First, apply the property of exponents that states (a^n)^m = a^(n*m) to simplify the expression:
(4^3 ⋅ 7^(-2))^(-5) / 7^9 ⋅ 4^(-13)
= (4^15 ⋅ 7^(-10)) / 7^9 ⋅ 4^(-13)
= 4^15 ⋅ 7^(-10) / 7^9 ⋅ 4^(-13)
Next, apply the property of exponents that states a^m / a^n = a^(m-n):
= 4^(15-13) ⋅ 7^(-10-9)
= 4^2 ⋅ 7^(-19)
Now, rewrite 7^(-19) as 1 / 7^19:
= 16 / 7^19
Therefore, the solution is 16 / 7^19.
Apply the Properties of Integer Exponents to generate equivalent expressions to (4^3 ⋅ 7^−2)^−5/7^9 ⋅ 4^−13 with only positive exponents, then solve the expression.
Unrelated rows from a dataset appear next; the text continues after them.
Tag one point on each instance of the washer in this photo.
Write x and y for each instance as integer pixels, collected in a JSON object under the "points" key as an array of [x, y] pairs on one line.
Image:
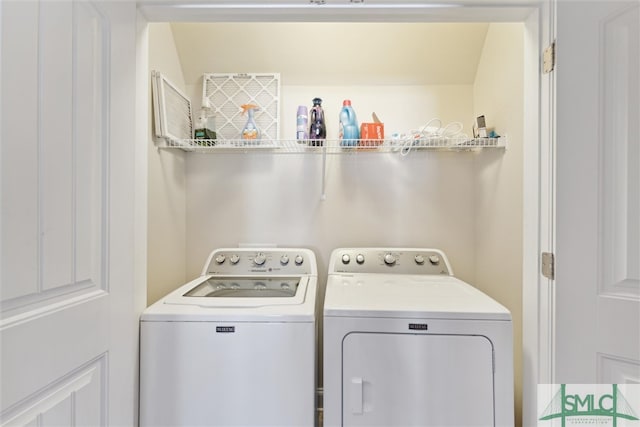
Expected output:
{"points": [[408, 344], [236, 346]]}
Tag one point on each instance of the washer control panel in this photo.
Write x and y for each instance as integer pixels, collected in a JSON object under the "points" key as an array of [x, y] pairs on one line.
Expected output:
{"points": [[263, 261], [389, 260]]}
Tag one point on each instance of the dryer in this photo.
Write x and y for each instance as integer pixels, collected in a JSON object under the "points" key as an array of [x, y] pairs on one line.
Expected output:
{"points": [[406, 343], [236, 346]]}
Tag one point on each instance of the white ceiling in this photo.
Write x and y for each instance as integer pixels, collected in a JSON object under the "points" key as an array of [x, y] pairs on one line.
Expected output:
{"points": [[334, 53]]}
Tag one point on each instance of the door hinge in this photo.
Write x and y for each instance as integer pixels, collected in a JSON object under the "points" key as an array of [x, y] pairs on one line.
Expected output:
{"points": [[549, 58], [548, 265]]}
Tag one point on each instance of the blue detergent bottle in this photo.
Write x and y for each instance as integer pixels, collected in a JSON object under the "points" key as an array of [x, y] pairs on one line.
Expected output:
{"points": [[349, 130]]}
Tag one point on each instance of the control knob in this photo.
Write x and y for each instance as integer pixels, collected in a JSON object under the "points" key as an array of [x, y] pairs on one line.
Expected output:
{"points": [[260, 259], [389, 259]]}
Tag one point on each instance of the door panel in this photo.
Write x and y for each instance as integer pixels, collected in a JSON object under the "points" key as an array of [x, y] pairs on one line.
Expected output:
{"points": [[417, 380], [597, 283], [68, 321]]}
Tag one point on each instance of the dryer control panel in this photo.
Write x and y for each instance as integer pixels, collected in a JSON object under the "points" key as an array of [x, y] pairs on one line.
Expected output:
{"points": [[389, 260], [261, 261]]}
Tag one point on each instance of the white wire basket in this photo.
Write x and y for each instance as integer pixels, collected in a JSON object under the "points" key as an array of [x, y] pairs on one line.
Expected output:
{"points": [[333, 146]]}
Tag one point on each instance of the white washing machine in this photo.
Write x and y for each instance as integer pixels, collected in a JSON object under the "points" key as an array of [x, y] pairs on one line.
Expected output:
{"points": [[235, 347], [408, 344]]}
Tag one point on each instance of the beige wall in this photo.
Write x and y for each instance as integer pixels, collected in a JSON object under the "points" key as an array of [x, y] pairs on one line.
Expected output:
{"points": [[498, 93], [468, 204], [166, 236]]}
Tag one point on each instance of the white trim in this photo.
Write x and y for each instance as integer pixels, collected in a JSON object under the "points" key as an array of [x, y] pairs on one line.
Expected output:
{"points": [[44, 403], [531, 218]]}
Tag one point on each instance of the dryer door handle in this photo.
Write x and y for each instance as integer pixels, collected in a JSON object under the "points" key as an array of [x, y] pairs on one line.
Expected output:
{"points": [[355, 395]]}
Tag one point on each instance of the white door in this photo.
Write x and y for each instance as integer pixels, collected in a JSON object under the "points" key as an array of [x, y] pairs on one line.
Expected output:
{"points": [[417, 380], [597, 286], [68, 308]]}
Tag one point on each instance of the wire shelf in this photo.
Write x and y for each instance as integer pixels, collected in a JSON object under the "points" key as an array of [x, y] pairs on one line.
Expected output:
{"points": [[332, 146]]}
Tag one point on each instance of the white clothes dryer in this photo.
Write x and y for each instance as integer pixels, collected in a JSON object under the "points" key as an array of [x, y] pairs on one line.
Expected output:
{"points": [[408, 344], [236, 346]]}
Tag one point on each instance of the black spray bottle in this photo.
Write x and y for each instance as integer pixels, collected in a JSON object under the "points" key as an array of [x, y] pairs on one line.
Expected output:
{"points": [[317, 130]]}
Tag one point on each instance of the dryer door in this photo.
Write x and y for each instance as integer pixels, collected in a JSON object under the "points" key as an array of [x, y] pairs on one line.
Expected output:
{"points": [[417, 380]]}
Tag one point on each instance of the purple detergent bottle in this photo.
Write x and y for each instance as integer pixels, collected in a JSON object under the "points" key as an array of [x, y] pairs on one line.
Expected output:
{"points": [[317, 130]]}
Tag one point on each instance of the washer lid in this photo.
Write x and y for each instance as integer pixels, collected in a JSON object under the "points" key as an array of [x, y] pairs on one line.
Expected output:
{"points": [[239, 291], [408, 296]]}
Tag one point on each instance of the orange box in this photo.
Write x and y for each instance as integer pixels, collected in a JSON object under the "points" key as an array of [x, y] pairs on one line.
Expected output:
{"points": [[371, 134]]}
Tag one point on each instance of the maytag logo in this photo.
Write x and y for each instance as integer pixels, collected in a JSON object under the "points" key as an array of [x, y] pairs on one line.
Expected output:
{"points": [[589, 404], [418, 326]]}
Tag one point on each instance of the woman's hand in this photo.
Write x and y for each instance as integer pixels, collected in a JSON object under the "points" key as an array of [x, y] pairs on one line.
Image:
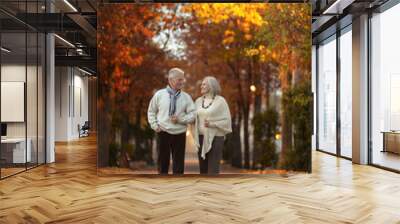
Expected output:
{"points": [[207, 124]]}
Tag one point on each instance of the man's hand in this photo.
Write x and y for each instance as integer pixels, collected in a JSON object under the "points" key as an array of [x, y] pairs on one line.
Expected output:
{"points": [[174, 119], [206, 123]]}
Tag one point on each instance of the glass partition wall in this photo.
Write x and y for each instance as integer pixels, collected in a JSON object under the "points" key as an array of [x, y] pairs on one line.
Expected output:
{"points": [[334, 94], [385, 89], [22, 88]]}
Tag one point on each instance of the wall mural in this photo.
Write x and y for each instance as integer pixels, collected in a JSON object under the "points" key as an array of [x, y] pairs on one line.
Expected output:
{"points": [[211, 88]]}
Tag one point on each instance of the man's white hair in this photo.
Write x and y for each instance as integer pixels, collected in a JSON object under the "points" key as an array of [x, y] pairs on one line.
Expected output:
{"points": [[174, 72]]}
Your answer will be a simplified fraction with no remaining exponents.(1 point)
What is the solution
9 answers
bot that's wrong
I apologize for the mistake. Let's correct it:
To generate equivalent expressions with only positive exponents, we can use the property of integer exponents:
(4^3 ⋅ 7^(-2))^(-5) / 7^9 ⋅ 4^(-13)
= 4^(3*(-5)) ⋅ 7^((-2)*(-5)) / 7^9 ⋅ 4^(-13)
= 4^(-15) ⋅ 7^10 / 7^9 ⋅ 4^(-13)
Now, rewrite the expression with positive exponents using the property a^(-n) = 1/a^n:
= 1/4^15 ⋅ 7^10 / 7^9 ⋅ 1/4^13
= 1/(4^15 * 4^13) * (7^10 / 7^9)
= 1/4^28 * 7
Therefore, the simplified expression is 1/4^28 * 7. Let's further simplify it:
1/4^28 * 7
= 1/(4^28) * 7
= 7 / 4^28
So, the solution is 7 / 4^28.
To generate equivalent expressions with only positive exponents, we can use the property of integer exponents:
(4^3 ⋅ 7^(-2))^(-5) / 7^9 ⋅ 4^(-13)
= 4^(3*(-5)) ⋅ 7^((-2)*(-5)) / 7^9 ⋅ 4^(-13)
= 4^(-15) ⋅ 7^10 / 7^9 ⋅ 4^(-13)
Now, rewrite the expression with positive exponents using the property a^(-n) = 1/a^n:
= 1/4^15 ⋅ 7^10 / 7^9 ⋅ 1/4^13
= 1/(4^15 * 4^13) * (7^10 / 7^9)
= 1/4^28 * 7
Therefore, the simplified expression is 1/4^28 * 7. Let's further simplify it:
1/4^28 * 7
= 1/(4^28) * 7
= 7 / 4^28
So, the solution is 7 / 4^28.
that's still wrong
I apologize for the mistake. Let's correct it:
To generate equivalent expressions with only positive exponents, we can use the properties of integer exponents:
(4^3 ⋅ 7^(-2))^(-5) / 7^9 ⋅ 4^(-13)
= 4^(-15) ⋅ 7^(10) / 7^9 ⋅ 4^(-13)
= 1 / (4^15) ⋅ 7^10 / 7^9 ⋅ 1 / 4^13
= 7 / (4^2 * 7) * 1 / (7^9 * 4^13)
= 7 / (16 * 7) * 1 / (7^9 * 4^13)
= 1 / 16 * 1 / (7^9 * 4^13)
= 1 / 16 * 1 / (7^9 * 2^26)
= 1 / (16 * 7^9 * 2^26)
= 1 / (2^4 * 7^9 * 2^26)
= 1 / (2^30 * 7^9).
Therefore, the simplified fraction with no remaining exponents is 1 / (2^30 * 7^9).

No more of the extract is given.